German Nazi politician

Hellmuth Becker (also Hellmut or Helmut; 9 February 1902 – 12 June 1962) was a German Nazi politician. He was a member of the Hamburg Parliament from 1932 to 1933 and from 1933 to 1945 he was active in the National Socialist Reichstag and in Hamburg's Nazi cultural policy.

Becker was born in Kleve and graduated from high school in Eppendorf near Hamburg. He then served in the Reichswehr for a year and then worked as a commercial clerk for three years. He studied political science at the University of Hamburg and received his doctorate in 1929. He then headed a department of a Hamburg building society until 1932 and joined the Nazi Party (NSDAP) on 1 January 1931 (membership number 456,105).

Becker was a member of the Hamburg Parliament from 1932 to 25 March 1933 and was the chairman of the local NSDAP faction in March 1933. At the November 1933 parliamentary election, he was elected as a deputy to the Reichstag from electoral constituency 34, Hamburg. He retained that seat until the fall of the Nazi regime in May 1945. During the Nazi era, he was the Gauamtsleiter of the Gau Hamburg. In August 1933, Becker became a member of the Hamburg State Council, a newly created body that was renamed the Council of Aldermen on 1 April 1938. From 1940 to May 1945, he was head of the administration for art and cultural affairs in the Hamburg municipal administration. He was allowed to use the title of Senator, even though there was no Senate at the time. After the war, he stayed in Hamburg and died there in 1962.

== Sources ==
- Joachim Lilla, Martin Döring, Andreas Schulz: Statisten in Uniform.
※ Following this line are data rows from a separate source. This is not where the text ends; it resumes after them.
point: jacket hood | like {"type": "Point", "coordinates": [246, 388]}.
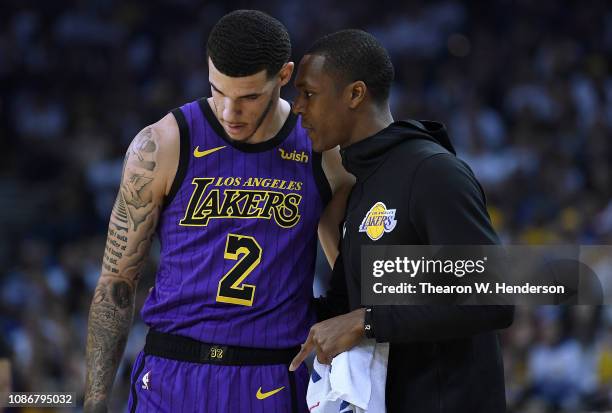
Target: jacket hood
{"type": "Point", "coordinates": [361, 158]}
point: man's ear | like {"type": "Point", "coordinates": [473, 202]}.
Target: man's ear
{"type": "Point", "coordinates": [356, 93]}
{"type": "Point", "coordinates": [286, 72]}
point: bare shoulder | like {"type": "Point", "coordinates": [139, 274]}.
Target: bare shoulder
{"type": "Point", "coordinates": [336, 175]}
{"type": "Point", "coordinates": [155, 150]}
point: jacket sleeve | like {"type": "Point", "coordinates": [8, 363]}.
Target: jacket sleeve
{"type": "Point", "coordinates": [335, 302]}
{"type": "Point", "coordinates": [447, 207]}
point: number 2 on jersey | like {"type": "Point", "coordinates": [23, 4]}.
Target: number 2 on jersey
{"type": "Point", "coordinates": [231, 290]}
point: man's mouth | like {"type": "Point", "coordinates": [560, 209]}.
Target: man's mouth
{"type": "Point", "coordinates": [235, 127]}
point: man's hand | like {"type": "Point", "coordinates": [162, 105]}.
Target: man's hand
{"type": "Point", "coordinates": [131, 229]}
{"type": "Point", "coordinates": [332, 337]}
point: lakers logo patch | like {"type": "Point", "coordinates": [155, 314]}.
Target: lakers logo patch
{"type": "Point", "coordinates": [377, 221]}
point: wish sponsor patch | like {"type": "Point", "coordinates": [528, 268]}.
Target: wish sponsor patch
{"type": "Point", "coordinates": [377, 221]}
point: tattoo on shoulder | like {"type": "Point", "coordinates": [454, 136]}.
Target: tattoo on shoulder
{"type": "Point", "coordinates": [135, 208]}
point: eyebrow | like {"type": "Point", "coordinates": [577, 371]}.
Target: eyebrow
{"type": "Point", "coordinates": [239, 97]}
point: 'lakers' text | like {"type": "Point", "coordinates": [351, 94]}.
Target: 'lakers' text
{"type": "Point", "coordinates": [227, 197]}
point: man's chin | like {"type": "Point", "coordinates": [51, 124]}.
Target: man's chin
{"type": "Point", "coordinates": [238, 137]}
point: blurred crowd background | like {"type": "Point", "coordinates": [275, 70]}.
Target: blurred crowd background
{"type": "Point", "coordinates": [524, 87]}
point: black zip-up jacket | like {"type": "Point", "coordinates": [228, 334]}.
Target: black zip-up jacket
{"type": "Point", "coordinates": [442, 359]}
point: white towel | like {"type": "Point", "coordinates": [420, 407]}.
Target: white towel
{"type": "Point", "coordinates": [355, 381]}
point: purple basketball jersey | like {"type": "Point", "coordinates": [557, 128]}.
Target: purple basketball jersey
{"type": "Point", "coordinates": [238, 237]}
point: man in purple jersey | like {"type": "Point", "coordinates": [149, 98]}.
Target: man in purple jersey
{"type": "Point", "coordinates": [235, 193]}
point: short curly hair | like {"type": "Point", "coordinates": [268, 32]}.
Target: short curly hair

Die Mitglieder des Reichstags 1933–1945. Ein biographisches Handbuch. Unter Einbeziehung der völkischen und nationalsozialistischen Reichstagsabgeordneten ab Mai 1924. Droste, Düsseldorf 2004, ISBN 3-7700-5254-4
- Stockhorst, Erich (1985). "5000 Köpfe: Wer War Was im 3. Reich"
- Maike Bruhns: Kunst in der Krise. Bd. 1: Hamburger Kunst im „Dritten Reich“. Dölling und Galitz, Hamburg 2001.